Explosive fragmentation of thin ceramic tube using pulsed power

TL;DR

This paper investigates the explosive fragmentation of thin ceramic tubes using pulsed power, analyzing fragment mass distributions and establishing universal scaling laws applicable to impact and explosive fragmentation.

Contribution

It introduces a novel experimental setup for explosive fragmentation using pulsed power and identifies universal scaling laws for fragment mass distributions.

Findings

Fragment mass distribution follows double exponential or power-law with exponential decay.

Weighted mean fragment mass scales with multiplicity.

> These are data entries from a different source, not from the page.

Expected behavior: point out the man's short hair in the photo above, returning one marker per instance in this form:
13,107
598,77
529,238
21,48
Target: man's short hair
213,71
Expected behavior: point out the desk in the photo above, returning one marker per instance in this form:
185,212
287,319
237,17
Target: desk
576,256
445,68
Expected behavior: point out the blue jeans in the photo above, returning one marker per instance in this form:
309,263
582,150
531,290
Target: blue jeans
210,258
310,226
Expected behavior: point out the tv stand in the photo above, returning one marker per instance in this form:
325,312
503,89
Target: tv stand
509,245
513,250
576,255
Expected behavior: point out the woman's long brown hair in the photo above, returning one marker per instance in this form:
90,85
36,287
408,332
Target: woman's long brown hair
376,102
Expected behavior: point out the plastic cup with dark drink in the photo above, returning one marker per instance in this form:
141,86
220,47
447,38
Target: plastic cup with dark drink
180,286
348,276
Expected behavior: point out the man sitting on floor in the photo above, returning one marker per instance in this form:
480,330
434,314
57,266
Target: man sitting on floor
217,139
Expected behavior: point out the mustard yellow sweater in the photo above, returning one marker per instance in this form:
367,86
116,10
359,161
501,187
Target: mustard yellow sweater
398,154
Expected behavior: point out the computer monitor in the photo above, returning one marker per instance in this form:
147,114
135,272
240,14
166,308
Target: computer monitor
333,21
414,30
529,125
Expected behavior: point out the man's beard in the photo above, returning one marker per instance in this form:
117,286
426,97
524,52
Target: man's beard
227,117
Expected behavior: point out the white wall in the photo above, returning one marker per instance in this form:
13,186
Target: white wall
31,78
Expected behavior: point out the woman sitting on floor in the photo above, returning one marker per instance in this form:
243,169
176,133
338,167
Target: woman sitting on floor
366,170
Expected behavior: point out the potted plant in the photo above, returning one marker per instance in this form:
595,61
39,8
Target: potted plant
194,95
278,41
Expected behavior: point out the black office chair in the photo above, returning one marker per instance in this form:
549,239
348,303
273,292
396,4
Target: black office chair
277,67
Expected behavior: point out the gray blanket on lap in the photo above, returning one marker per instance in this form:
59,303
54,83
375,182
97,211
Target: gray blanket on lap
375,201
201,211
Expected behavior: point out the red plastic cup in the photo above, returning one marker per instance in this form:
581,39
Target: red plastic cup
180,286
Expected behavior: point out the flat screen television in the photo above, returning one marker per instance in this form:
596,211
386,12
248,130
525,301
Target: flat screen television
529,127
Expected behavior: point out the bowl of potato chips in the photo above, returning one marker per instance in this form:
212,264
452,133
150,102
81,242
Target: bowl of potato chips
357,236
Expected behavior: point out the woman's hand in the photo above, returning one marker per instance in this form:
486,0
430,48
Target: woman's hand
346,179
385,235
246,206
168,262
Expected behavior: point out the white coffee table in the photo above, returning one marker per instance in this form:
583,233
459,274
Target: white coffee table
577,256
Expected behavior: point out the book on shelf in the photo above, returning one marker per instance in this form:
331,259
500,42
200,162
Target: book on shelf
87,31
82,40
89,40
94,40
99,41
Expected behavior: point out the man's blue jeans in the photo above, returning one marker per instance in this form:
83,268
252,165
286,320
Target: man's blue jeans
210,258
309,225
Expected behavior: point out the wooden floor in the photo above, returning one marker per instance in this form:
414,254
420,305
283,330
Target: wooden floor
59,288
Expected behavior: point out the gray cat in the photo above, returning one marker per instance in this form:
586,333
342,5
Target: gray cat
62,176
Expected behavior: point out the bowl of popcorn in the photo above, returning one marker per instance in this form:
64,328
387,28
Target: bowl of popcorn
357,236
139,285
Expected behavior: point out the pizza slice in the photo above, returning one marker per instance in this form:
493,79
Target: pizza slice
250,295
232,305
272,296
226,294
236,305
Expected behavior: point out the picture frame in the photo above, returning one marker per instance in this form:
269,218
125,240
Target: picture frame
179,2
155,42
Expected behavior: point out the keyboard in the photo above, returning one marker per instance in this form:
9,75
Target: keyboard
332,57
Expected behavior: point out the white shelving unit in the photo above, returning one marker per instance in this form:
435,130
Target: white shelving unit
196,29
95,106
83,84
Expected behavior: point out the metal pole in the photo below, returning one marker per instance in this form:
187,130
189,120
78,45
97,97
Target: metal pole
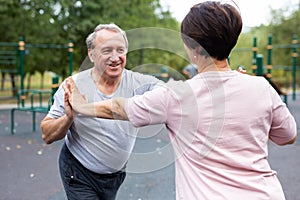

Universal scaling laws apply to both impact and explosive fragmentation.

Abstract

This study experimentally examined the explosive fragmentation of thin ceramic tubes using pulsed power. A thin ceramic tube was threaded on a thin copper wire, and high voltage was applied to the wire using a pulsed power generator. This melted the wire and the resulting vapor put pressure on the ceramic tube, causing it to fragment. We examined the statistical properties of the fragment mass distribution. The cumulative fragment mass distribution obeyed the double exponential or power-law with exponential decay. Both distributions agreed well with the experimental data. We also found that the weighted mean fragment mass was scaled by the multiplicity. This result was similar to impact fragmentation, except for the crossover point. Finally, we obtained universal scaling for fragmentation, which is applicable to both impact and explosive fragmentation.